How a concussion occurs?
A concussion occurs once the head of an individual strikes a stationary or moving object. In case the collision causes the brain to move within the skull, the individual can become unconscious. Even bleeding into the brain is possible, which is why an injured individual must be monitored carefully.
The time span the individual stays unconscious is linked to the severity of the concussion, yet some cases do not always result to unconsciousness.
Who are at risk for concussions?
Always bear in mind that concussions are likely to occur among individuals who engage in contact sports such as hockey, football, boxing, soccer, rugby and martial arts.
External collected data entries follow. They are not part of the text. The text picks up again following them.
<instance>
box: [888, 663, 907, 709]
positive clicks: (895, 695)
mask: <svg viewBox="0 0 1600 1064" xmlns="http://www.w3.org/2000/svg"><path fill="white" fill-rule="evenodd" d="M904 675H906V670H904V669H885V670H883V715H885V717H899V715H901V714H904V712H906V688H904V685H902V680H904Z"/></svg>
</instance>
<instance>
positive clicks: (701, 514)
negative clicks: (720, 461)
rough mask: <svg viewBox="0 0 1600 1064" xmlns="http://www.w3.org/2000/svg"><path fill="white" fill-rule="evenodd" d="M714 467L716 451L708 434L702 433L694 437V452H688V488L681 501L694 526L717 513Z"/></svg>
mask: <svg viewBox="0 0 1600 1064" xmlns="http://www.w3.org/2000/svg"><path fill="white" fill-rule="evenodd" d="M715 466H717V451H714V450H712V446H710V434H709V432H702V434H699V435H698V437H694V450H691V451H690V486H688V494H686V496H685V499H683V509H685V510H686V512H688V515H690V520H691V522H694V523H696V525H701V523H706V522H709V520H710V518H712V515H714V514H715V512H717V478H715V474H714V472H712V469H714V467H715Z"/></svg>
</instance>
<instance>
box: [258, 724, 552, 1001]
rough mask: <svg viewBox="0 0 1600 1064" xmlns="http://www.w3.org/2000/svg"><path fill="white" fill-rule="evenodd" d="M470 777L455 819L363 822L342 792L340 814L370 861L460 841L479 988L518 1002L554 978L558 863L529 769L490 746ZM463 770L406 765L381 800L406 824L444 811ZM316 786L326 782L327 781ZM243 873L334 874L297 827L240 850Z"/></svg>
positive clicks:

It can also occur in other sports such as cycling, surfing, skateboarding and baseball.
Symptoms of a concussion
If you suspect that an individual sustained a concussion, you can observe the following symptoms.
- Stunned or dazed appearance
- Clumsy movement
- Responds to questions slowly
- Loss of consciousness (not in all cases)
- Changes in behavior and personality
- Unequal size of the pupils
- Unusual eye movement
Symptoms reported by the individual
- Blurred or double vision
- Memory and concentration problems
- Changes in the sleeping pattern
What is the initial treatment for a concussion?
When managing a concussion, it would require knowledge about the condition, identifying the injury early and limiting the individual from any activity until there are no symptoms while at rest or during activity. If you want to learn how to handle head injuries, click here.
Once the individual exhibits or complains of any symptoms of the injury, he/she must stop the activity or sport. The symptoms and mental status of the individual must be monitored regularly in case the symptoms worsen.
Call for emergency assistance or take the individual directly to the emergency department at the nearest hospital in these cases:
- Severe trauma to the head accompanied by a headache
- Delayed loss of consciousness
- Unconsciousness that lasts for more than 2 minutes
- Persistent vomiting and confusion
- Individual repeats the same thing over and over
- Extreme weakness or drowsiness
Individuals who engage in sports are at risk for injury but it can be reduced by taking into consideration certain measures. Initially, it is important to learn how to recognize the signs of a concussion. When engaged in activities or sports, use appropriate protective head gear where contact is common. Additionally, the individual must wear mouth guards during contact sports since some cases of concussions are caused by direct blows to the jaw.